Cats. What can you say?
When given the choice between a free meal and performing a task for a meal, cats would prefer the meal that doesn’t require much effort. While that might not come as a surprise to some cat lovers, it does to cat behaviorists. Most animals prefer to work for their food — a behavior called contrafreeloading.
A new study from researchers at the University of California, Davis, School of Veterinary Medicine showed most domestic cats choose not to contrafreeload. The study found that cats would rather eat from a tray of easily available food rather than work out a simple puzzle to get their food.
“There is an entire body of research that shows that most species including birds, rodents, wolves, primates — even giraffes — prefer to work for their food,” said lead author Mikel Delgado, a cat behaviorist and research affiliate at UC Davis School of Veterinary Medicine. “What’s surprising is out of all these species cats seem to be the only ones that showed no strong tendency to contrafreeload.”
I have seen some commenters musing on why most animals would rather work, but that makes perfect sense to me. When I invite people to a dinner party they all ask "What can I bring?" and when they show up half of them come into the kitchen to help.
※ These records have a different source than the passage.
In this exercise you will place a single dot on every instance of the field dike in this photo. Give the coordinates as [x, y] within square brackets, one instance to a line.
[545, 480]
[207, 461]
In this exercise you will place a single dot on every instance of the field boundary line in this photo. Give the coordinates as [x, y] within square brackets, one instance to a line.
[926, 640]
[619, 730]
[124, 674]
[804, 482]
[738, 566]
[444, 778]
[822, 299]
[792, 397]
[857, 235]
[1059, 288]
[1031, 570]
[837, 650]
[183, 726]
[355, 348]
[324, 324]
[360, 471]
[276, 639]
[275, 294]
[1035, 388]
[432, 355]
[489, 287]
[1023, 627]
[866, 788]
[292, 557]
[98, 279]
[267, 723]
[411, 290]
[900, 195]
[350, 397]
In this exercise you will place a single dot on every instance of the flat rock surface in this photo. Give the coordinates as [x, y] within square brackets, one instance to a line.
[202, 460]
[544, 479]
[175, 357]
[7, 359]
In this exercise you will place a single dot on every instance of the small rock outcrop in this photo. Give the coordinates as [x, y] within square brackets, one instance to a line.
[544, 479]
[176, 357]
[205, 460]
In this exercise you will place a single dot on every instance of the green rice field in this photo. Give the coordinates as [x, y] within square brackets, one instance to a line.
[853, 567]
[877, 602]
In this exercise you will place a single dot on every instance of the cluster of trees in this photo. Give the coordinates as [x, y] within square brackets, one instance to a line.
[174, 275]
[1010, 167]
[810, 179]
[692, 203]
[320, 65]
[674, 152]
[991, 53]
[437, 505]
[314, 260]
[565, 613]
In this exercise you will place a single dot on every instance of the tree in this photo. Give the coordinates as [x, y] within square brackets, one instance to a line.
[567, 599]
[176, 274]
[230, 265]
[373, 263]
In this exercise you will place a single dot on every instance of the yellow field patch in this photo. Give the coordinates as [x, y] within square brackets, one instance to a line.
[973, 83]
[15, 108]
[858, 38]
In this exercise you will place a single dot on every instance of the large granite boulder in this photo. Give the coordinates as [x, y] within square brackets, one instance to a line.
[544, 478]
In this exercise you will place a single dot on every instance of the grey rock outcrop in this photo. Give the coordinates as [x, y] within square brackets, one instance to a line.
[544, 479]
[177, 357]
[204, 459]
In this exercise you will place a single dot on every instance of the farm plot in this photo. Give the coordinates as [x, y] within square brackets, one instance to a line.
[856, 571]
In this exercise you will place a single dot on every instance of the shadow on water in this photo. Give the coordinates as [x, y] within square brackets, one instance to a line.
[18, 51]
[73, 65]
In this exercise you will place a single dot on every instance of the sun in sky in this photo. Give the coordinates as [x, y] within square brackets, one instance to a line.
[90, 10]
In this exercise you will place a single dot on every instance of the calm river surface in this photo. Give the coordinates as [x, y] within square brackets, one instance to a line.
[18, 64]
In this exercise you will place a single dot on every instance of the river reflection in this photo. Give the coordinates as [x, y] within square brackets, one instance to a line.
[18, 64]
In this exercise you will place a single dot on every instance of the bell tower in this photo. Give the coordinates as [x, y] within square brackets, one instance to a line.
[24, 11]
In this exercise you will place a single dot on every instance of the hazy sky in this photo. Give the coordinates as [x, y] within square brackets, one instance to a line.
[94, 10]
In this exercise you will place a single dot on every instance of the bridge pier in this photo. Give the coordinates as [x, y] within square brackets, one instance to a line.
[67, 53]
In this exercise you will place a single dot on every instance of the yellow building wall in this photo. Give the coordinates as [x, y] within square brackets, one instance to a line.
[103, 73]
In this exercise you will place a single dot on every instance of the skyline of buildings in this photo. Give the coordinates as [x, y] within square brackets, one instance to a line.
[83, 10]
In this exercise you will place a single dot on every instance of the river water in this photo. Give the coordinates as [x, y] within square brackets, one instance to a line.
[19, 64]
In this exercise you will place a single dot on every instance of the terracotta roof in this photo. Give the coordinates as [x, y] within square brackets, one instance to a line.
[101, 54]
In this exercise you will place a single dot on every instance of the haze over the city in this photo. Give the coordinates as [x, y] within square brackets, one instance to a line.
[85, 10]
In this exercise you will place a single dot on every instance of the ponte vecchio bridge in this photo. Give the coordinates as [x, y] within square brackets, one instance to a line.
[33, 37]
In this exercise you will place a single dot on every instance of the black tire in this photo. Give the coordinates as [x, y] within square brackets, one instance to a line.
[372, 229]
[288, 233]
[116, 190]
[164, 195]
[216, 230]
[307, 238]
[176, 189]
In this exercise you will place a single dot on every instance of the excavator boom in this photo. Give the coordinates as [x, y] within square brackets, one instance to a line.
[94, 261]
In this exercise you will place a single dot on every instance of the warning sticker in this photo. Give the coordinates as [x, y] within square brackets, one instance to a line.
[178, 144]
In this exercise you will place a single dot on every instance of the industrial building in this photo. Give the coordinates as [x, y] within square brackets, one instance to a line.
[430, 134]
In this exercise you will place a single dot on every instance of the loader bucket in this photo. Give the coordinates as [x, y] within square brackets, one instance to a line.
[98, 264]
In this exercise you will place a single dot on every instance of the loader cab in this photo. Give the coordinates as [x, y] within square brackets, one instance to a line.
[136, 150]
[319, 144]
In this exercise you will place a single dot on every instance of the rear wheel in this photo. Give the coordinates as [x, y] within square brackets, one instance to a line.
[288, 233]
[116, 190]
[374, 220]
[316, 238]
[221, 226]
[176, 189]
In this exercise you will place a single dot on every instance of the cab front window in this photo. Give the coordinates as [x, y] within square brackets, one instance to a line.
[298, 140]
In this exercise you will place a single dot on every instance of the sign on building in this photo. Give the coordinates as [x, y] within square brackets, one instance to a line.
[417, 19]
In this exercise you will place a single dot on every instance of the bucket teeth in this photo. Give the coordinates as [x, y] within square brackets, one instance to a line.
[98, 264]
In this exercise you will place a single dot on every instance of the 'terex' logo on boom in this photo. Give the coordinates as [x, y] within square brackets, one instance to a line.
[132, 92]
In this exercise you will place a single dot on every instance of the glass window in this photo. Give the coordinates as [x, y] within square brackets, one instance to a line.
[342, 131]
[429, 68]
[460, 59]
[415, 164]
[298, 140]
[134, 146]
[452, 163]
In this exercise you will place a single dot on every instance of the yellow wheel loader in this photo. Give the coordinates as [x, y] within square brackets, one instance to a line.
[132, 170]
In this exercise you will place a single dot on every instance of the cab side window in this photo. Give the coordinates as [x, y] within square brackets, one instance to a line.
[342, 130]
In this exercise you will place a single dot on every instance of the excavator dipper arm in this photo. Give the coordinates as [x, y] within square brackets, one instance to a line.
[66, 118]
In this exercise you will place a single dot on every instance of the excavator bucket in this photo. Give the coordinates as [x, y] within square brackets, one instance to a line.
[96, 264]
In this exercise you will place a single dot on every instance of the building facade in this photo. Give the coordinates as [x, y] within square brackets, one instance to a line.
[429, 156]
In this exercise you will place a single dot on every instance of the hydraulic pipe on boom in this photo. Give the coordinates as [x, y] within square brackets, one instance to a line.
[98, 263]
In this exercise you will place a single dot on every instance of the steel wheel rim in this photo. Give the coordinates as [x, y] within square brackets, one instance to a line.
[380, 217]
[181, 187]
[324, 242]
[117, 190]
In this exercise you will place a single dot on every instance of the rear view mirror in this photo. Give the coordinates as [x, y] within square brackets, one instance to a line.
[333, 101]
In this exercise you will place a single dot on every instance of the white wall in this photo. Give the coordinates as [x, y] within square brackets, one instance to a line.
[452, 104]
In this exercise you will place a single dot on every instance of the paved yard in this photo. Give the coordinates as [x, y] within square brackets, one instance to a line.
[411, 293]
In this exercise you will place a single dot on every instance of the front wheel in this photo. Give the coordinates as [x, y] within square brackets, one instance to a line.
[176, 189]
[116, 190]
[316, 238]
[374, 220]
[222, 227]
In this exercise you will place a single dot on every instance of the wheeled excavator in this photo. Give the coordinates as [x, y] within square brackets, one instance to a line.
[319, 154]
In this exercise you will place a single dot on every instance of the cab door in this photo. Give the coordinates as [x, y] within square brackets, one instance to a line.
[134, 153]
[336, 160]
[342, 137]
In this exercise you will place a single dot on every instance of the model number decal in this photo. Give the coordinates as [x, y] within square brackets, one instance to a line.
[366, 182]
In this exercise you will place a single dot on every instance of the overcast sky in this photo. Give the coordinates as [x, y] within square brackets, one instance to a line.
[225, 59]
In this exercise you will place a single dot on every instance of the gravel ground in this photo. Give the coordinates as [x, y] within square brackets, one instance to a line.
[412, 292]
And yet, cats are amazingly efficient hunters. Most of us have probably heard the statistic that cats kill up to a billion songbirds in the US every year. I have no idea about the number's accuracy, but it reflects something qualitative about cats. They like to hunt (and yes, torture) prey, and will do so even when they're not hungry.
ReplyDeletePerhaps the issue is that cats have a well-developed sense of sport and play, but no sense for what many other species regard as work=sacrifice=social virtue. It would be interesting to know what "work" was offered to the cats. The link doesn't say. Maybe the humans offered to the cats something that to other species looks like laudable "work," and the cats didn't see the point. Maybe cats simply don't understand social praise and blame.
And yet, we've all also heard of cats who give their humans the prey they catch. Is this a kind of gift=sacrifice=obligation=work, or something else? One can't be sure, but I think it's the latter. The behavior reminds me of the way some toddlers will give/show their favorite toys to a new friend (think of Boo's behavior when Sully comes into her bedroom in "Monsters, Inc."). It seems to me like an act of love without the weight of any sense of obligation. Once animals have a sense of social need, however, that sense of obligation starts to weigh.
There's a lot going on when guests offer to help with dinner, but fear of the host's feelings is one element. It's not just some healthy joy-in-work.
“What’s surprising is out of all these species cats seem to be the only ones that showed no strong tendency to contrafreeload.”
ReplyDeleteI wonder - are they comparing wild animals to domesticated ones? Because that seems pretty silly if they are.
I also wonder about their methodology, and how (or even if!) they separate out animal curiosity and boredom as factors.
For example, my mind went to bears and their reputation for laziness (at least in captivity), and I found an abstract about contrafeeding in grizzly bears, where they presented bears with different sorts of foods, but then only considered two factors: weight of each food consumed, and time spent manipulating it. They presented bears in captivity with things like salmon and also salmon frozen within a block of ice, or apples and also apples inside a box, and noted that the bears eat much more of the easily available foods, but then spend a lot of time manipulating the less available ones.
To my mind, clearly there are two different things going on! The bears seem to obviously be both eating AND playing - the easily accessible food they reach for to fill their stomachs, and then the difficult to access food they play with out of curiosity and/or boredom.
The study does note that the bears preferred to "manipulate" salmon or apples frozen within ice rather than blocks of ice without such food frozen in them. The researchers seem to treat this as some sort of preference to "work" for their food, but to my mind, it seems to indicate merely that empty blocks of ice are less interesting as toys to play with than blocks of ice with objects suspended frozen within them (which, again, seems like an obvious thing to me).
I then have to question the study on cats - clicking through, the source notes that even "active cats" exhibited a preference for easily accessible food, which they claim shows it isn't a matter of laziness. I agree that it's not laziness - but I also then posit that it's a matter of entertainment. Unlike bears, cats don't often play with their food (at least, not after it has expired). Their unwillingness to "work for their food" seems wholly and easily explicable by the fact that their food isn't entertaining to them.
My gut feeling is that "contrafreeloading" isn't about animals "working for their food" so much as it is about animals combining eating and play. If you're a captive animal who is bored most of the time, and meal time is one of the few times you're going to receive some sort of excitement, it seems obvious that you'd want to "work" for your food, not out of some sort of bizarre desire to toil and exert effort for the sake of effort, but because it is a source of amusement and mental engagement.